Hi.
Evaluate.
$\displaystyle \lim_{\ x\to 0}\frac{\log{cosx}-xsinx}{2e^{x^2}-cos2x-1}$
Look, this is kinda' news to me but it seems to fall out right.. So if we can obtain the Taylor series:
$\displaystyle \log(\cos(x))-x\sin(x)=-3/2 x^2+x^4/10+\cdots$
$\displaystyle 2e^{x^2}-\cos(2x)-1=4x^2+x^4/3+\cdots$
and then use long division:
$\displaystyle
\begin{array}{rc@{}c}
& \multicolumn{2}{l}{\, \, \, } \vspace*{0.12cm} \\
\cline{2-3}
\multicolumn{1}{r}{4x^2+x^4/3+\cdots \hspace*{-4.8pt}} & \multicolumn{1}{l}{ \hspace*{-5.6pt} \Big) \hspace*{4.6pt} -3/2 x^2+x^4/12+\cdots} \\
& \multicolumn{2}{l}{\phantom{xxxxxxxxxxxxxxxxxxxxxx }}
\end{array}
$
note the first term is -3/8 and I assume the remainder will have powers of x so that as x->0, the limit is -3/8 which is the limit given by Mathematica.
I'm not entirely sure about the validity of this method with the other one since $\displaystyle \sqrt{x}$ has a branch-point at the origin.

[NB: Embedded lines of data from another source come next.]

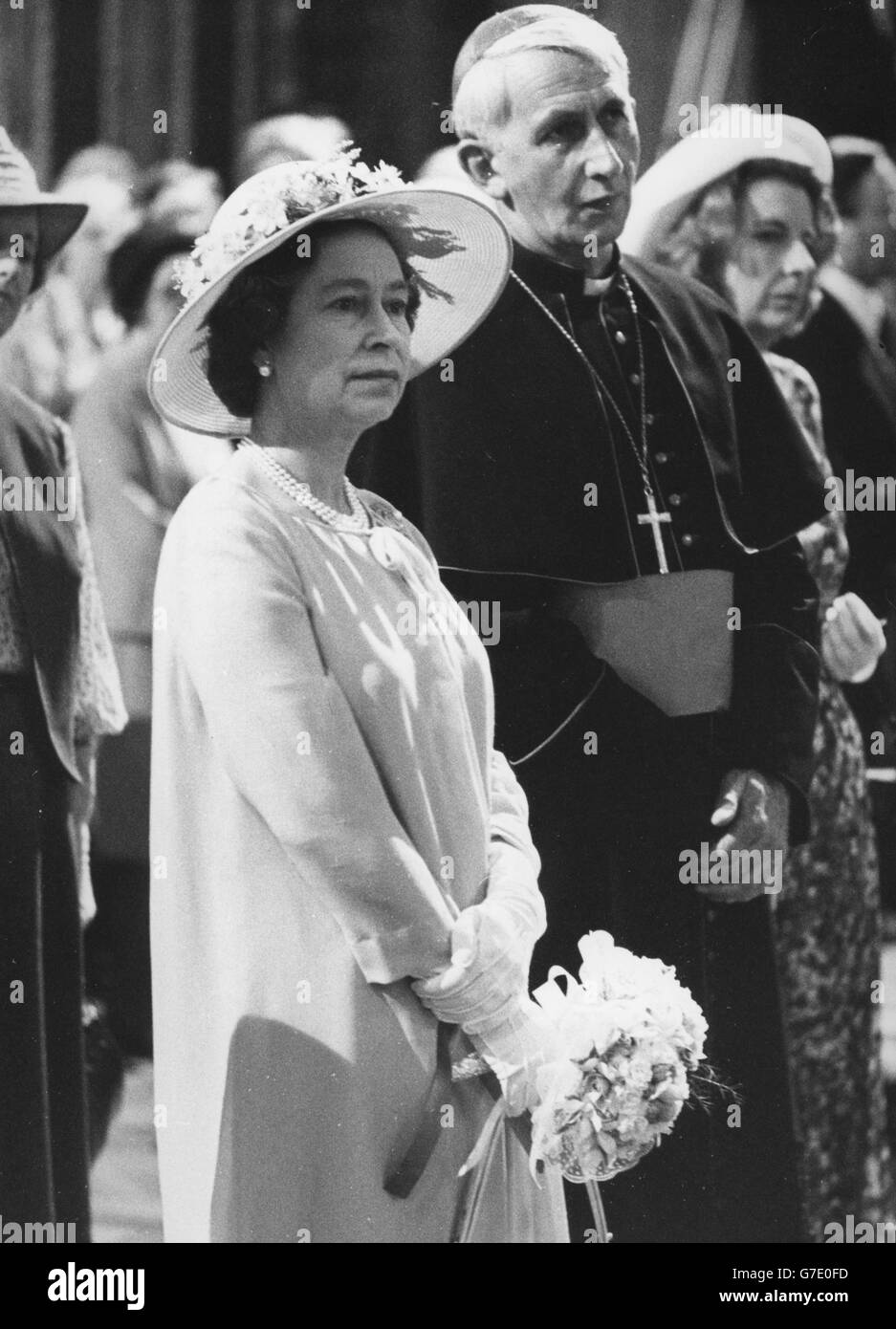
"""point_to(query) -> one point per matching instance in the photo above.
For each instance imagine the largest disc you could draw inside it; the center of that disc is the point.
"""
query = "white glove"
(87, 900)
(852, 640)
(486, 989)
(491, 948)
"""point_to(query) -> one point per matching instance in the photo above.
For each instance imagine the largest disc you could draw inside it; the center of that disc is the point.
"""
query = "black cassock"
(492, 456)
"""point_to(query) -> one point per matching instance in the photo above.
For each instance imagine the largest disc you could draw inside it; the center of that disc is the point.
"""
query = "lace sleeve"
(98, 705)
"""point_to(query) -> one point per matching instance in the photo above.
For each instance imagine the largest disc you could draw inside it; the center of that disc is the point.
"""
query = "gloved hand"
(486, 989)
(491, 947)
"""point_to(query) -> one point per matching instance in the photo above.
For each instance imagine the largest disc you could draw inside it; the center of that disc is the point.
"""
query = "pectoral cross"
(653, 517)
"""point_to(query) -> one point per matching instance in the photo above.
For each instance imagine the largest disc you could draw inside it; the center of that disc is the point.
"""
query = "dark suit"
(493, 466)
(43, 1131)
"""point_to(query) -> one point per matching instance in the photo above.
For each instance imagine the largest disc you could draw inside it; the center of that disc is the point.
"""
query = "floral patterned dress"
(827, 923)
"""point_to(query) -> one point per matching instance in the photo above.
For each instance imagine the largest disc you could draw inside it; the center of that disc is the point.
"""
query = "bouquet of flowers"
(626, 1039)
(619, 1057)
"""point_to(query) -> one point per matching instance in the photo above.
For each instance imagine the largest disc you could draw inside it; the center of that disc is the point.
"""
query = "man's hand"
(754, 811)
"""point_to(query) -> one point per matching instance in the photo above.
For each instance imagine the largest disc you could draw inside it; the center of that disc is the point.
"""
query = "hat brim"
(665, 193)
(453, 241)
(56, 221)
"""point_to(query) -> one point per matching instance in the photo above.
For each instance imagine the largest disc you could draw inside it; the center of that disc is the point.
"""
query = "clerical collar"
(545, 274)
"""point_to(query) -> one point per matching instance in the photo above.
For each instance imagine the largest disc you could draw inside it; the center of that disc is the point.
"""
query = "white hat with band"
(735, 135)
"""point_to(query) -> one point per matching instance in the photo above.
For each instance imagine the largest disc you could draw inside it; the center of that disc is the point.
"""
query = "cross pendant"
(653, 517)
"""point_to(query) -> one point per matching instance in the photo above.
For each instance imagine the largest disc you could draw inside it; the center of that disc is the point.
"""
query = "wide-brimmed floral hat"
(457, 246)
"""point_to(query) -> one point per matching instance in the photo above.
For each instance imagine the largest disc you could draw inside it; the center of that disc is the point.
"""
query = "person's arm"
(541, 664)
(290, 743)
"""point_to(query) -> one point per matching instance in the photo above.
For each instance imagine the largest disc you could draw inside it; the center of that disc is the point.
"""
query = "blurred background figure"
(54, 350)
(136, 472)
(178, 196)
(287, 139)
(443, 167)
(58, 691)
(754, 224)
(848, 348)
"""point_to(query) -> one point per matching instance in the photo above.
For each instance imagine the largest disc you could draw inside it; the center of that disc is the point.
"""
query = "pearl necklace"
(300, 493)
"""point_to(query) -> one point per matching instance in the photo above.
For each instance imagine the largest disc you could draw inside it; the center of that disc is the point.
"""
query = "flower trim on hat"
(298, 190)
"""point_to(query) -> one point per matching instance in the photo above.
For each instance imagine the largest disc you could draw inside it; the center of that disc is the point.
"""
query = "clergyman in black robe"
(629, 698)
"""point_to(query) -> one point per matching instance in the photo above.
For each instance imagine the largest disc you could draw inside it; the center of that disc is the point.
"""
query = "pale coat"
(324, 800)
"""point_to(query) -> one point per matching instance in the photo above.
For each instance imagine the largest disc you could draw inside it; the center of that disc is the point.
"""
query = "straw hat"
(457, 246)
(736, 135)
(19, 189)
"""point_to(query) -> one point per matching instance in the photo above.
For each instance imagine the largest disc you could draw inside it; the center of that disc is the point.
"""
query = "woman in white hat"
(743, 207)
(58, 691)
(341, 862)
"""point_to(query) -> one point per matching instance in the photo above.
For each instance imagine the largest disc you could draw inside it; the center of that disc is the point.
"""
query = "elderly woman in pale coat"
(341, 864)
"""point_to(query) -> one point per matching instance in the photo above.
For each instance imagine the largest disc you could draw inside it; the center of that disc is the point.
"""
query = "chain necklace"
(300, 493)
(653, 517)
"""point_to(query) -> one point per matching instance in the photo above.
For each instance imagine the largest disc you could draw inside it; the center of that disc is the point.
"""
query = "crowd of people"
(616, 407)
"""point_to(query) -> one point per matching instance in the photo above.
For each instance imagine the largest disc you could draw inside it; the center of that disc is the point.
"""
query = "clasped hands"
(754, 812)
(486, 991)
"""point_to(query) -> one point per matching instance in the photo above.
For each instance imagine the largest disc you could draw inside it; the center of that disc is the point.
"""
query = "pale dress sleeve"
(289, 742)
(514, 861)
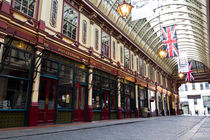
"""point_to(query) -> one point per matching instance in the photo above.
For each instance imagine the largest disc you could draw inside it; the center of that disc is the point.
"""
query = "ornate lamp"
(124, 9)
(162, 53)
(181, 75)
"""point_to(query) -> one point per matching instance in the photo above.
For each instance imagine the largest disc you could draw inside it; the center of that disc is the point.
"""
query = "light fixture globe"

Why not skeeter? They're both analytic at zero so it's easy to compute the first few terms of the Taylor series for each just be taking a few derivatives at x=0. I guess all this is ok. Never solved a limit this way before. Maybe some issues of uniform convergence is required for it to be valid though.